Sortie : MLlib PipelineModel

Ce tutoriel montre comment effectuer une régression linéaire et logistique sur le jeu de données diamonds.

Charger les données des diamants diviser en jeux d’apprentissage et de test

require(SparkR)

# Read diamonds.csv dataset as SparkDataFrame
diamonds <- read.df("/databricks-datasets/Rdatasets/data-001/csv/ggplot2/diamonds.csv",
                  source = "com.databricks.spark.csv", header="true", inferSchema = "true")
diamonds <- withColumnRenamed(diamonds, "", "rowID")

# Split data into Training set and Test set
trainingData <- sample(diamonds, FALSE, 0.7)
testData <- except(diamonds, trainingData)

# Exclude rowIDs
trainingData <- trainingData[, -1]
testData <- testData[, -1]

print(count(diamonds))
print(count(trainingData))
print(count(testData))
head(trainingData)

Entraîner un modèle de régression linéaire à l’aide de glm()

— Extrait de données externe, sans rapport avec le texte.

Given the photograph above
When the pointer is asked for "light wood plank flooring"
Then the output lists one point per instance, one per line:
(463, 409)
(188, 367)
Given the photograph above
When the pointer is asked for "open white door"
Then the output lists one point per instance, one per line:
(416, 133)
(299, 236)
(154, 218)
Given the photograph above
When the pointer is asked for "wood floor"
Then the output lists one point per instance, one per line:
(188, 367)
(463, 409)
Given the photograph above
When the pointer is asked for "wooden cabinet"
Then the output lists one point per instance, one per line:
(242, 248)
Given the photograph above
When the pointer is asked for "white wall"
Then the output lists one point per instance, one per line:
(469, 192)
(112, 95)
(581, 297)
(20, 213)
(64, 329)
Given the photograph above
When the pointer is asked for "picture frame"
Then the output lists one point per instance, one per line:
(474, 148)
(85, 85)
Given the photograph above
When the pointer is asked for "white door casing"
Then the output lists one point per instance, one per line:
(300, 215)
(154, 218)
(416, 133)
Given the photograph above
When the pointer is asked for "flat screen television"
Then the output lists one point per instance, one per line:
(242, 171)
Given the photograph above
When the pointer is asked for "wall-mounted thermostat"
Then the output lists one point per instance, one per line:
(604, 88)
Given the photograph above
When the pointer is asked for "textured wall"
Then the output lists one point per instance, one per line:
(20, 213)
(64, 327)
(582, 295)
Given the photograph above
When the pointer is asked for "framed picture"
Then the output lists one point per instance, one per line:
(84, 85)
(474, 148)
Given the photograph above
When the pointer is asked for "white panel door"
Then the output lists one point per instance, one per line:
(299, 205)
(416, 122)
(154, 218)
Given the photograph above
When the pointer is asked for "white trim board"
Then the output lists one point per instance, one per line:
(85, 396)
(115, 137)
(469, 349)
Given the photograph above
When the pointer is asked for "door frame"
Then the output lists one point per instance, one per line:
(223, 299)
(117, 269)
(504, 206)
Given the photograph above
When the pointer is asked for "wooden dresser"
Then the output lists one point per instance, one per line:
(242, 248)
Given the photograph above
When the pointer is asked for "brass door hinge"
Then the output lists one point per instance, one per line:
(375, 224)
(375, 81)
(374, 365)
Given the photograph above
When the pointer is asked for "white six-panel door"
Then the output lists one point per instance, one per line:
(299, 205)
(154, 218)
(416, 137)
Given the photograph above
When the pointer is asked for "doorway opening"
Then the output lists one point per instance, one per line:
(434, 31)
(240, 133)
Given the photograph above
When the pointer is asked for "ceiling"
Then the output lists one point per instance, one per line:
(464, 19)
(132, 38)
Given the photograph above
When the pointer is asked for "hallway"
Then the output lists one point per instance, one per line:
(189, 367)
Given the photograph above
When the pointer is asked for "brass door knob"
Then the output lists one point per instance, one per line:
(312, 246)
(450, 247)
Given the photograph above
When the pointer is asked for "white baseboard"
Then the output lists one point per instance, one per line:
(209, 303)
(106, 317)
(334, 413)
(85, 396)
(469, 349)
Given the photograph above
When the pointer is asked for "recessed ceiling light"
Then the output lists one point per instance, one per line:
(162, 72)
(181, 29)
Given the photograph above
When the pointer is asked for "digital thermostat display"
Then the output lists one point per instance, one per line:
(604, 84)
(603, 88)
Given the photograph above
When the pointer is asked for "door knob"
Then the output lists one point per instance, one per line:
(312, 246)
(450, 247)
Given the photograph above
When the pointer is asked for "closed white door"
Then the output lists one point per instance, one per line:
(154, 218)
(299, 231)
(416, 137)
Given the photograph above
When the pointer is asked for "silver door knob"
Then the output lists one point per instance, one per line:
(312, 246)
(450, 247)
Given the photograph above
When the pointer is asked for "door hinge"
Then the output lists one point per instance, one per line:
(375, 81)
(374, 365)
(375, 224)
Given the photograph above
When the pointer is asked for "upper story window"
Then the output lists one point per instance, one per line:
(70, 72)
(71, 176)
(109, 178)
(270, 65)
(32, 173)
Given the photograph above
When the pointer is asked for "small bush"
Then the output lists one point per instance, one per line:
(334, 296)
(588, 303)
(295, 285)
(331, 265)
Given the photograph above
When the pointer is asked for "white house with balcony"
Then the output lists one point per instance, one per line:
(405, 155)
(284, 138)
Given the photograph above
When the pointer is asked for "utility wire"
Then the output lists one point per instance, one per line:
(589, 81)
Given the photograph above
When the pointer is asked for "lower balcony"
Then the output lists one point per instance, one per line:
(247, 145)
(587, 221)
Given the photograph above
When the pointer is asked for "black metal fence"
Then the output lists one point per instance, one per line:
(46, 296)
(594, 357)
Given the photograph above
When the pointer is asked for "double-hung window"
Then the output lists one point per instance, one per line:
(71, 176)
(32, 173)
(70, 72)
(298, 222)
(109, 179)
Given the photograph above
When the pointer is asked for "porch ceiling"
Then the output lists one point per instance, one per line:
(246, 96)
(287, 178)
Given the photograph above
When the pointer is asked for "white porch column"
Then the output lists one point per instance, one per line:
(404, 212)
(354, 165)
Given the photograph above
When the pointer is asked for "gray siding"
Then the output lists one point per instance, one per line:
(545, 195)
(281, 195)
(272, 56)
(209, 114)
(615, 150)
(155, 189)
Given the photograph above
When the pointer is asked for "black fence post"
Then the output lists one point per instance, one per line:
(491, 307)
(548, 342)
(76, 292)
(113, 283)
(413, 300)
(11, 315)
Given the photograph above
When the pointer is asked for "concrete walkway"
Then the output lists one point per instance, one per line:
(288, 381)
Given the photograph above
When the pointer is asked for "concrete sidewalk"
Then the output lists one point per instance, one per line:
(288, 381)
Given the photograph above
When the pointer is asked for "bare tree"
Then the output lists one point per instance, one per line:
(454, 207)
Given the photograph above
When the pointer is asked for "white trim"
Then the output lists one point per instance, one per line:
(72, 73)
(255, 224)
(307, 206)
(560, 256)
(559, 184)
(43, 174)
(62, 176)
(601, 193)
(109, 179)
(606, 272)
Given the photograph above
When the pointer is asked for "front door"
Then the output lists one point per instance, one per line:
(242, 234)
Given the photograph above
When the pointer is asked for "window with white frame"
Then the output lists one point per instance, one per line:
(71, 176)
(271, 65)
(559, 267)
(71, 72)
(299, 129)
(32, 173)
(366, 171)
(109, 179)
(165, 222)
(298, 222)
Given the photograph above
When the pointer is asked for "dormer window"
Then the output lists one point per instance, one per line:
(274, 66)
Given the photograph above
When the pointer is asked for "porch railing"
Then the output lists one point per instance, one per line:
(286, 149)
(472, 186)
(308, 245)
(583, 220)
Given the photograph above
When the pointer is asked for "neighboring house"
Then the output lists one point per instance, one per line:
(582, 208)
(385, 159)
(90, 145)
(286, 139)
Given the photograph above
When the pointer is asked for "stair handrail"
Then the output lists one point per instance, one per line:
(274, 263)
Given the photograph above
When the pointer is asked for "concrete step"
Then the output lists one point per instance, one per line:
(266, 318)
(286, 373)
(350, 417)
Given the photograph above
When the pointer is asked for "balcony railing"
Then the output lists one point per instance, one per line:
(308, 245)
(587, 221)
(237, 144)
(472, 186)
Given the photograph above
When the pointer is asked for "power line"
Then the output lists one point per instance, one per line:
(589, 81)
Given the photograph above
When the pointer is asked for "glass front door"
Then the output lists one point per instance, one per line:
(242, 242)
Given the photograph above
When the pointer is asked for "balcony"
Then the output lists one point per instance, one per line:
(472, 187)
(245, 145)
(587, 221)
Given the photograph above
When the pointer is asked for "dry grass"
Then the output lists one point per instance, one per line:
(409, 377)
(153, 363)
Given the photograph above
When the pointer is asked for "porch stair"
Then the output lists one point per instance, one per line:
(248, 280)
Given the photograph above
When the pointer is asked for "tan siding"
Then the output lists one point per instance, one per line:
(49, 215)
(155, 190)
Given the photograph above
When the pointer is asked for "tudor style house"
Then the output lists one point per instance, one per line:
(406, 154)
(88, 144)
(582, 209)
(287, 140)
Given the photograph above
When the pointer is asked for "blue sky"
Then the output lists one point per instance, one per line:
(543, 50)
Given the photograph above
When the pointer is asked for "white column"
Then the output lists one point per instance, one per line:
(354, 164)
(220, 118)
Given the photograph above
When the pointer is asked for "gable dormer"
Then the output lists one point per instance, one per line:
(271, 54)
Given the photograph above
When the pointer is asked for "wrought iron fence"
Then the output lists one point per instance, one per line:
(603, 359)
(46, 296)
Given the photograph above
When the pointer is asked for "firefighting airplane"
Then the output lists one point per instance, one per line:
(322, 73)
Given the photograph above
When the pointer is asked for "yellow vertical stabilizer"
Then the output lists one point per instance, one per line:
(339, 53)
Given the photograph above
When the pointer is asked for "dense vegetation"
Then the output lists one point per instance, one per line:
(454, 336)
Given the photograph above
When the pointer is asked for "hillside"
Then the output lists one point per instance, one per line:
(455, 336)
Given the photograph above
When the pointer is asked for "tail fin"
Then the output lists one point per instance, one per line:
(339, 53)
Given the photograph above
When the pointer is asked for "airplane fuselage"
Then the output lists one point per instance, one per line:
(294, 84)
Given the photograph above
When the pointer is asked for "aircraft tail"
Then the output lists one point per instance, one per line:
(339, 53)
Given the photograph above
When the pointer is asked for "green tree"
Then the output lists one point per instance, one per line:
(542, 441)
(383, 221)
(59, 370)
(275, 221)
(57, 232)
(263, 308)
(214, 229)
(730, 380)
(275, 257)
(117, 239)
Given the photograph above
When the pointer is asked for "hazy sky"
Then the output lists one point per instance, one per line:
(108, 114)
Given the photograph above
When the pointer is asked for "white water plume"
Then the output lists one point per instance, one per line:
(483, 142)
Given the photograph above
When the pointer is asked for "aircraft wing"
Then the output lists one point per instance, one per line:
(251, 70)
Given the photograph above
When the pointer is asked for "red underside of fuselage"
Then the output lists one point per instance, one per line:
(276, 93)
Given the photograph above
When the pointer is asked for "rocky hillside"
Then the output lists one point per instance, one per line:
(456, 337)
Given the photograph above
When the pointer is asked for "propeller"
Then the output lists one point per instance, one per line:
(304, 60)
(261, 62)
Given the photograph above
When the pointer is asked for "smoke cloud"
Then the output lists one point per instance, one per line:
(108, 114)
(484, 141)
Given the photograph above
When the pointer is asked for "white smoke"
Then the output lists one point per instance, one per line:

Cette section montre comment prédire le prix d’un diamant à partir de ses caractéristiques en effectuant l’apprentissage d’un modèle de régression linéaire à l’aide des données d’apprentissage.

Il existe un mélange de caractéristiques catégorielles (taille – Idéale, Premium, Très Bonne…) et de caractéristiques continues (profondeur, carat). SparkR encode automatiquement ces fonctionnalités afin que vous n'ayez pas à encoder ces fonctionnalités manuellement.

# Family = "gaussian" to train a linear regression model
lrModel <- glm(price ~ ., data = trainingData, family = "gaussian")

# Print a summary of the trained model
summary(lrModel)

Utilisez predict() sur les données de test pour voir le fonctionnement du modèle sur de nouvelles données.

Syntaxe :predict(model, newData)

Paramètres :

  • model : modèle MLlib
  • newData : SparkDataFrame, généralement votre jeu de test

Sortie :SparkDataFrame

# Generate predictions using the trained model
predictions <- predict(lrModel, newData = testData)

# View predictions against mpg column
display(select(predictions, "price", "prediction"))

Évaluer le modèle.

errors <- select(predictions, predictions$price, predictions$prediction, alias(predictions$price - predictions$prediction, "error"))
display(errors)

# Calculate RMSE
head(select(errors, alias(sqrt(sum(errors$error^2 , na.rm = TRUE) / nrow(errors)), "RMSE")))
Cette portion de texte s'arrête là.